Most times I feel like I’m pretty good at walking my talk and practicing what I preach. I try to live in an expanded, aware state. I try to see the other’s point of view. I’m not a push-over, but I try to come from a place of compassion. In other words, I take my yoga off the mat and carry it everywhere I go. But the one place where it’s most difficult to practice yoga is in my relationship with my husband. Most times things are just fine, but a few wrong words or actions from him can really yank me right out of center and into a firestorm of emotion.
This is something that really surprised me. For much of my yoga life, I was single. As it was for those ancient yogis living alone in a cave, it’s so much easier to maintain the namaste attitude when no one’s stuff is rubbing up against your stuff. Of course I have a son and family and friends, but for some reason our romantic partners can push our buttons like no one else will. The old adage that “two hearts become one” is simply not true. A partnership is made of two individuals, each with their own conditioning, expectations, habits, needs, and desires. There is always some compromising going on to balance the needs of the individuals for the sake of the relationship. No matter how much you love each other, you are bound to really annoy each other at times. I’ve been looking at this as a failure on my part. I thought I had learned and practiced so much that I would greet all challenges with great equanimity and a few wise words, and there would always be peace in our home. Ha! This has certainly not been the case. Even so, I think yoga has helped tremendously because I am at least aware of what I’m doing. I’m usually slow to anger, but if I do have an emotional reaction, I can quickly see it and pull back. If I’m wrong, I know I’m wrong and I apologize. If I’m right, I stand up for myself. (Interestingly, I was never able to stand up for myself before I started practicing yoga. Yoga puts you in center and connects you with your innate wisdom. You KNOW. You don’t doubt yourself. You feel your inner power. You respect yourself and expect others to respect you as well. This makes a person a healthier partner.)
I recently listened to a talk called “Waking Up with Relationships,” by Susan Piver, and I’m so glad I did.
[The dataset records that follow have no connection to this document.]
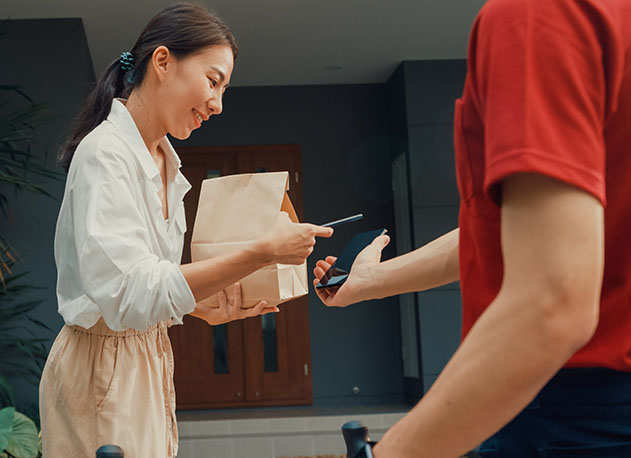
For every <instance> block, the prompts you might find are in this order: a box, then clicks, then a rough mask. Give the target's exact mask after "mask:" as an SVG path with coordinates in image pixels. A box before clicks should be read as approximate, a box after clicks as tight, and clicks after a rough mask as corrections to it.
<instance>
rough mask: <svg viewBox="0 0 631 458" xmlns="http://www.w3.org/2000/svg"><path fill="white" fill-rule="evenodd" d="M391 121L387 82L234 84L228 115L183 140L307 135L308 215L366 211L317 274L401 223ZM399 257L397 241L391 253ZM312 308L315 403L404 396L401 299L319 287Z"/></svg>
mask: <svg viewBox="0 0 631 458" xmlns="http://www.w3.org/2000/svg"><path fill="white" fill-rule="evenodd" d="M237 71H238V64H237ZM389 129H390V128H389V114H388V103H387V93H386V91H385V87H384V85H352V86H292V87H265V88H231V89H229V90H228V92H227V93H226V96H225V99H224V112H223V114H222V115H221V116H219V117H217V118H216V119H213V120H211V121H210V122H209V123H208V125H207V126H205V127H203V128H202V129H200V130H199V131H198V132H195V133H194V134H193V135H192V136H191V138H190V139H189V140H188V141H186V142H183V144H186V145H235V144H236V145H243V144H266V143H267V144H278V143H299V144H300V146H301V150H302V183H303V200H304V217H305V220H306V221H310V222H315V223H324V222H326V221H331V220H334V219H338V218H340V217H343V216H347V215H351V214H355V213H359V212H361V213H364V215H365V216H364V219H363V220H362V221H360V222H357V223H353V224H351V225H348V226H341V227H340V228H338V229H337V230H336V234H335V236H334V237H333V238H332V239H330V240H321V241H319V242H318V244H317V245H316V250H315V252H314V254H313V255H312V256H311V258H310V259H309V262H308V268H309V273H310V278H311V271H312V268H313V264H314V263H315V261H316V260H317V259H320V258H321V257H323V256H325V255H327V254H335V253H338V252H339V251H340V250H341V249H342V248H343V247H344V245H345V244H346V242H347V241H348V240H349V239H350V238H351V237H352V235H353V234H354V233H355V232H359V231H365V230H370V229H375V228H378V227H385V228H388V229H390V230H392V229H393V228H394V220H393V218H394V216H393V209H392V189H391V182H390V160H389V150H390V144H391V137H390V135H389ZM393 256H394V249H393V248H392V247H388V248H387V249H386V252H385V256H384V257H385V258H389V257H393ZM309 315H310V325H311V331H310V332H311V358H312V367H313V390H314V403H315V404H316V405H326V404H337V405H339V404H352V403H367V402H392V401H400V400H401V399H402V393H403V391H402V368H401V351H400V348H401V343H400V331H399V311H398V303H397V299H396V298H391V299H387V300H381V301H372V302H369V303H364V304H358V305H355V306H352V307H348V308H345V309H327V308H326V307H324V306H323V305H322V304H321V302H320V301H319V300H318V299H317V297H316V296H315V294H314V293H313V292H312V293H311V294H310V295H309ZM354 386H358V387H359V388H360V394H359V395H357V396H356V395H353V393H352V388H353V387H354Z"/></svg>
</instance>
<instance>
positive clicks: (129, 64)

Apparently it’s not just me! There are countless people on the spiritual path who find that their patience, clarity, and calmness go right out the window when there’s a conflict with their partner. It’s human nature. Because we are so invested in our relationships and what they mean to us, there tends to be more reactivity. Piver was coming from a Buddhist perspective, and even though I am not Buddhist, I found that what she said relates to any human being on any spiritual path. Here are some truths about love that I gathered from her talk:
Relationships are uncomfortable. The expectation that they should be comfortable causes problems.
Love is the least safe thing there is. It takes openness, courage, a big heart and big mind, and there’s no guarantee that it will turn out OK.
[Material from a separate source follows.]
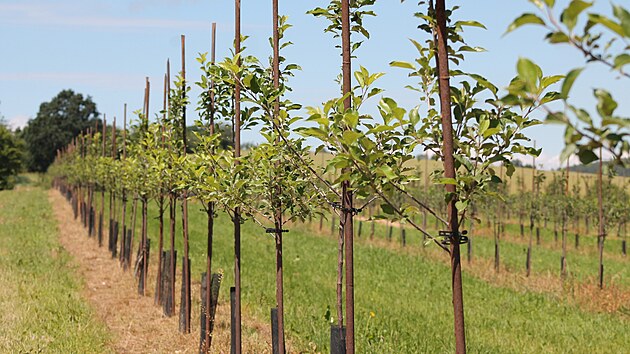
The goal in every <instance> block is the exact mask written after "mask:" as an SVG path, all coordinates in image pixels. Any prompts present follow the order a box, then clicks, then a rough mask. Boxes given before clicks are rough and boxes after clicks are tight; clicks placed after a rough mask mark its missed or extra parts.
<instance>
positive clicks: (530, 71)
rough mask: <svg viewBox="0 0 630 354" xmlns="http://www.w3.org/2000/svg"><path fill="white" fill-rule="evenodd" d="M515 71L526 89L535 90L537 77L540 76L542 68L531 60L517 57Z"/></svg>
mask: <svg viewBox="0 0 630 354" xmlns="http://www.w3.org/2000/svg"><path fill="white" fill-rule="evenodd" d="M516 71H517V72H518V76H519V78H520V79H521V80H523V82H525V86H526V87H527V89H528V91H529V92H531V93H533V92H536V91H537V84H538V79H539V78H540V77H542V70H541V69H540V67H539V66H538V65H536V64H534V62H533V61H531V60H529V59H526V58H519V60H518V62H517V64H516Z"/></svg>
Relationships never stabilize. There are always ups and downs and the cycle is unpredictable.
These things may sound like bad news, but it’s simply reality. Having unrealistic expectations sets us up for disappointment. So what’s the answer? According to Piver, it’s meeting the discomfort and riding the wave together. She says that if you can both stand in the crazy storm of love, our container for love will grow so we can hold everything that comes with it: passion, distance, chaos, affection, etc.
This is the “hard work” part of marriage that everyone talks about. Early in a relationship, those first disagreements can be devastating, but with time you learn that it’s not the end of the world. It doesn’t necessarily mean that you aren’t meant for each other, as long as both people are trying their best and there’s no abuse.
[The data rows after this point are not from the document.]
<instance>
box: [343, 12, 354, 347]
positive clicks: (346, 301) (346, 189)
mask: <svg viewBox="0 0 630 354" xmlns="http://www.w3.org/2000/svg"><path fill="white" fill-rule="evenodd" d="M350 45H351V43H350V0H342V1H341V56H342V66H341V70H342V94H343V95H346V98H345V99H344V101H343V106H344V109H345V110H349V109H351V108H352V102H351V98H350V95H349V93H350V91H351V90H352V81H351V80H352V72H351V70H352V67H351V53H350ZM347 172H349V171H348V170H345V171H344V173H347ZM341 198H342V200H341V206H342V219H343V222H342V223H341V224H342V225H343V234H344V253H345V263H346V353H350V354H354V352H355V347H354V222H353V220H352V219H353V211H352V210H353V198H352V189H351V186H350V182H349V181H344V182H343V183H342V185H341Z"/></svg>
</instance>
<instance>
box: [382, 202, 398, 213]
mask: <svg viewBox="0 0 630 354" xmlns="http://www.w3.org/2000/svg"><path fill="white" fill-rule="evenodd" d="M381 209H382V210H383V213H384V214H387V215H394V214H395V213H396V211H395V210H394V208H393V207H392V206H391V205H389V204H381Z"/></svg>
Here’s some of Susan Piver’s advice on how to show up in a relationship:
Have deeply good manners. Be thoughtful, truthful, and clear — and be present.
Make the other person at least as important as you are and even a little bit more. Do not abandon your needs or martyr yourself, but put the other just a little bit above you. The real power is in being the lover, not the loved.
Commit to being loving. Make an intention to make everything that comes up a means to deepen intimacy.
I would add “Practice Awareness” to the list. Be aware of when you need a little space. Humans constantly cycle between the urge to merge and the urge to separate themselves. When we recognize our need for space, take it — or give it — with compassion rather than unconsciously starting an argument to get some space. Recognize if you’re feeling reactive and delay talking about hot-button issues until you feel more calm and clear. But take care of those hot-button issues. If there’s something coming up over and over again, fix it. If the two of you can’t figure out how to fix it, get a counselor to help you navigate the issue. Practice yoga and meditation to cultivate awareness and prevent becoming a slave to your thoughts and fears.
Hearing Susan Piver’s talk made me feel a lot better. It confirmed that this is a normal part of the human experience and the spiritual human experience. She said, “Being in a relationship is a difficult, but profound path. It is not for everyone, but if your tradition focuses on the cultivation, generation, and offering of compassion, there is no better practice than being in an intimate relationship.”